Dave Ramsey On Leaving Your Day Job and More
Leaving your day job to go full-time entrepreneur is as much a financial decision as it is a business one. Will you be able to support yourself during the transition? How will you manage both personal and business finances? Can you successfully navigate the complex world of business accounting and taxes? These might not be the questions you are thinking about when you decide to become an entrepreneur, but they ARE the things that can literally make or break your small business.
We wanted to get an expert’s opinion on these topics, so we spoke to Dave Ramsey, THE name in personal finance, who is the founder and owner of the multi-million dollar business Ramsey Solutions, the author of 10 best-selling books, and the creator of the Financial Peace University. In our interview we talked to him about leaving your day job, business debt, the biggest mistakes business owners make and more.
1. When Should Someone Leave His or Her Day Job to Work for Themselves?
Unless your name is Mark Cuban, start slowly on your venture, meaning part-time. Keep your day job while dipping your toes into the entrepreneurial waters to see if your product or service will sell. Hundreds of well-known entrepreneurs began this way. Billionaire Sara Blakely, the founder of Spanx, is a great example. She stayed up nights stuffing orders into padded envelopes until she could afford to launch her company. Come up with an income goal that is a percentage of your salary, then work like a crazy person to get there. Owning your own business can be one of the most thrilling, joyful things you’ll ever accomplish. But no matter how much you want to get started, be wise and wait until the time is right, ensuring that you’ll not only have independence but success, happiness, and a future for your family.
2. Business Debt vs. Personal Debt: Is Business Debt for Expansion (or Other Reasons) Good or Not?
The best way to grow your business is to take a lesson from The Tortoise and the Hare. Slow and steady always wins the race. You don’t need to borrow money to make it big. Instead, save for what you need and then expand. It lowers risk and minimizes mistakes. While you’re budgeting and saving for your expansion, consider renting until you can pay cash, outsourcing, or buying used instead of new.
[Tweet “Tips for #entrepreneurs from @DaveRamsey on #finance & when to leave the day job.”]3. What are the Biggest Mistakes You See Every Business Owner Make?
Accounting, taxes, and shiny new toys. I don’t care how much you hate diving into the numbers, business owners who don’t stay on top of their accounting fail and close shop. Don’t mess with the tax man. He gets paid, even when you don’t. You should have a monthly tax savings account, where you can set aside 25% of your profits to pay your quarterly IRS estimates. Treat the money in that account as untouchable. And when you start making a decent profit, avoid the trap of running out to get the latest gadget or electronic gizmo—all in the name of increased productivity, profit, or client approval. The most successful businesses don’t buy nicer things, and toys without surplus funds and they never go into debt for them.

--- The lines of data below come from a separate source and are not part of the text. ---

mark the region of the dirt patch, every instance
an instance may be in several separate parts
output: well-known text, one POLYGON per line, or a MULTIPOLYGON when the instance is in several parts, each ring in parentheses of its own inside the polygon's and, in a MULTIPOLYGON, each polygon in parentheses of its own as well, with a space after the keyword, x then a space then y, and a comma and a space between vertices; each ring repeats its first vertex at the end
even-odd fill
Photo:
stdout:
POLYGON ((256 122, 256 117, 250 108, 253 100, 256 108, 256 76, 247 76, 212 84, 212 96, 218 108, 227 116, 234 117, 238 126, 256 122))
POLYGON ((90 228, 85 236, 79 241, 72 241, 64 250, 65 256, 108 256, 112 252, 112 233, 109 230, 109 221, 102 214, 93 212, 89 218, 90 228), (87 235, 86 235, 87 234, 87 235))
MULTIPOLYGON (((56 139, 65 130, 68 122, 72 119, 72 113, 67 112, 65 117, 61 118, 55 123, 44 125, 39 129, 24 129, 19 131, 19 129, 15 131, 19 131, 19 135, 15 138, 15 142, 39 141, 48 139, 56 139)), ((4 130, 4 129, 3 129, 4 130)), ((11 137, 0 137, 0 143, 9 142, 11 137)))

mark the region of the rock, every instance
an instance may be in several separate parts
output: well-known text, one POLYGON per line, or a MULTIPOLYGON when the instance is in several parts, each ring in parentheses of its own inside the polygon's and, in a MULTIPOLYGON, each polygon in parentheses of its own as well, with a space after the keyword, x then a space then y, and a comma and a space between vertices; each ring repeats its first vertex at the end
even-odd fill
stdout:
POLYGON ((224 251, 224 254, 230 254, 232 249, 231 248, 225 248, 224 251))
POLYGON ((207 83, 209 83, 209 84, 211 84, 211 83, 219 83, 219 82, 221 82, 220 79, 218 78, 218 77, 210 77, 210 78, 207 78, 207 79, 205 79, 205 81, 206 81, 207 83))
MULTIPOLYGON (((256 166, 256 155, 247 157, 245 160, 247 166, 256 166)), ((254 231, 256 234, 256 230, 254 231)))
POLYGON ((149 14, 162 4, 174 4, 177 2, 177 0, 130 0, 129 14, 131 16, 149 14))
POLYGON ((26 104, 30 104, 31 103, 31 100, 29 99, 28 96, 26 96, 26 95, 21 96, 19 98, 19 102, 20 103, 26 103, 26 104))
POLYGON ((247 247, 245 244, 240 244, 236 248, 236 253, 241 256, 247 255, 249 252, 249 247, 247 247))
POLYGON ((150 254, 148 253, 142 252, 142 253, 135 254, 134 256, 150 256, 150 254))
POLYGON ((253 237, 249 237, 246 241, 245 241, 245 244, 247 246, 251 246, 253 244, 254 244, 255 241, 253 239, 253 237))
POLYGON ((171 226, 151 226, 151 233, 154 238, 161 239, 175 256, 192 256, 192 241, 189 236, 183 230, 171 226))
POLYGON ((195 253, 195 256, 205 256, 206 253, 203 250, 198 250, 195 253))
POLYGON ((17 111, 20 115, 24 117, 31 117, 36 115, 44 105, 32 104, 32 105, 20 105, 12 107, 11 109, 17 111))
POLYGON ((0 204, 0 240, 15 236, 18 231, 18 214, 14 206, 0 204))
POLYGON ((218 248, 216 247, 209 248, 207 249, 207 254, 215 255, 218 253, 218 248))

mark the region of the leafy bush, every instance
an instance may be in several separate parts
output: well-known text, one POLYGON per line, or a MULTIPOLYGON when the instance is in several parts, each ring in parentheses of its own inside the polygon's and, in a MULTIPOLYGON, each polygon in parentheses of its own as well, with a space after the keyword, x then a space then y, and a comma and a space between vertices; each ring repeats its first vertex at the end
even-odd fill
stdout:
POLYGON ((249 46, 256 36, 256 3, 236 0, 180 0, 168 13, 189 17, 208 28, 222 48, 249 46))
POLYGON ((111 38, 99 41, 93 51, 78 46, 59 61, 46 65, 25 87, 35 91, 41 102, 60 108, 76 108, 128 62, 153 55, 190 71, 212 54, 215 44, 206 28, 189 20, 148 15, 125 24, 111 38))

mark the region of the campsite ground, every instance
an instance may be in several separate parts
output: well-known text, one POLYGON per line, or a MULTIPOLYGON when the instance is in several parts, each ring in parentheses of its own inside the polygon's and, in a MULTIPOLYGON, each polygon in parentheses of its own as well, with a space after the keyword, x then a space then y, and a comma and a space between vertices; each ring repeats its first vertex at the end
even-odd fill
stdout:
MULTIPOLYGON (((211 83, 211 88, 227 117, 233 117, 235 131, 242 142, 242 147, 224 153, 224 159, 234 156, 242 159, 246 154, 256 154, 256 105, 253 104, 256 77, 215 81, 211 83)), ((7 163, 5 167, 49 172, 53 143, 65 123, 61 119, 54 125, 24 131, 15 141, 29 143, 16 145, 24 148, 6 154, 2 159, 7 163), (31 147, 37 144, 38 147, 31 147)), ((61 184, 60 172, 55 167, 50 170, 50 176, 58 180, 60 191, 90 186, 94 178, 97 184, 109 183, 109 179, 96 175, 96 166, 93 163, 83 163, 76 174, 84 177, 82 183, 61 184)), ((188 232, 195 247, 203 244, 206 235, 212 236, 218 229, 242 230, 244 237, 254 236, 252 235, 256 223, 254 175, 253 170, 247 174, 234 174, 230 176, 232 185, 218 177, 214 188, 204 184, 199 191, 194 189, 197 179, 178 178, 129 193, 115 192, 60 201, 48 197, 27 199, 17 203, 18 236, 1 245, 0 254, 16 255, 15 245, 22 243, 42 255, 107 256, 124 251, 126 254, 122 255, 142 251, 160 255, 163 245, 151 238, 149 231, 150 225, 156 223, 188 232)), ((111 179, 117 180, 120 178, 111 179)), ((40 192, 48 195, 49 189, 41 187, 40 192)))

4. In Looking at Business Owners Who Are Successful – Why Were They?
The most successful business owners understand that the very things they want from a leader are the very things the people they’re leading expect from them. They have a dream, a vision, and a goal and they are intentional about serving their customers and their teams with integrity.
5. What’s Something About Your Business That Not Many Know That I Can Share to Help Our Audience?
We started as an idea and a dream on a card table in my living room, and today, Ramsey Solutions is a multimillion dollar business with close to 600 employees. We’ve done some things right and a lot of things wrong over the years and we share our company’s entire playbook for winning in the book EntreLeadership: 20 years of Practical Business Wisdom from the Trenches.